CORONAVIRUS. Mise en perspective de la crise du COVID 19 : Un État régalien et non plus moralisateur

Posté le dimanche 22 mars 2020
CORONAVIRUS. Mise en perspective de la crise du COVID 19 : Un État régalien et non  plus moralisateur

Quelques constats et mises en perspective

 

 

J’entends les commentaires des médias.
La tendance à l’édulcoration est une sorte de maladie française. On s’épanche à l’infini sur le cas italien 41 000 cas (Plus de 50% des cas chinois), 3 400 décès (plus qu’en Chine) et 2 500 cas critiques – autant de décès potentiels.

On oublie la comparaison avec l’Allemagne où on compte certes plus de cas que chez nous, mais seulement 44 décès – contre 372 en France et ce n’est pas. Enfin, s’agissant de « l’organisation – prévision », la France dont les commentateurs glorifient la qualité du système de santé, n’est qu’au 19e rang mondial du rapport lits de soins intensifs / pour 1000 habitant (3,1) contre 6 en Allemagne. Je ne parle pas des masques pour éviter d’agacer.

Dans mon dernier papier, j’évoquais « le recul de l’État ». L’expression a de quoi faire sursauter n’importe quel observateur objectif qui peut constater la lèpre administrative ayant grignoté l’organisation des hôpitaux publics. En réalité, l’État n’a pas reculé dans l’hôpital public. Il est omniprésent. Mais pas dans son rôle régalien.

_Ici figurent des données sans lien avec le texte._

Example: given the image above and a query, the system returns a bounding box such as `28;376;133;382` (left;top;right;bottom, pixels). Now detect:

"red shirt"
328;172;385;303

Au lieu de garantir la qualité des soins et des équipements, il a déserté et s’est abîmé dans un rôle exclusivement comptable et administratif boursouflé, devenu un cancer dont le pouvoir a subjugué celui des médecins. Je tiens cette remarque d’une de mes relations qui fut chef du service de cardiologie d’un hôpital public de l’Ouest français.

Au fil des ans, s’ajoutant aux dégâts des 35 heures, les administratifs comptables ont imposé des économies aux médecins. Comme il a laissé se perdre le Val De Grâce dans le néant de « la présidence normale hollandaise », symbole historique du recul du régalien, le corps médical a aussi laissé faire les coupes sombres dans le budget opérationnel des hôpitaux et notamment des équipements. Nous avons connu ça dans l’armée. Les attentats de 2015 ont amorcé un redressement des budgets militaires. Espérons que l'épidémie déclenchera une prise de conscience identique de la situation des hôpitaux publics.

La gestion par le seul viseur comptable s’est exacerbée avec la « Révision Générale des Politiques Publiques RGPP » qui, sous couvert de « rationalisation », a autorisé les tout-puissants administratifs à sabrer les budgets, avec en ligne de mire obsessionnelle  les critères européens dits de convergence. L’État devenu gestionnaire, ayant perdu sa vertu régalienne qui est celle de fixer les choix et les priorités, porte aussi une responsabilité dans la pénurie de médecins créée par le « numerus clausus » également décidé pour des motifs comptables. C’est un sabotage au sens le plus strict. Instaurée en 1971, la mesure ne prendra fin que cette année après une décision prise en 2019. Il était temps.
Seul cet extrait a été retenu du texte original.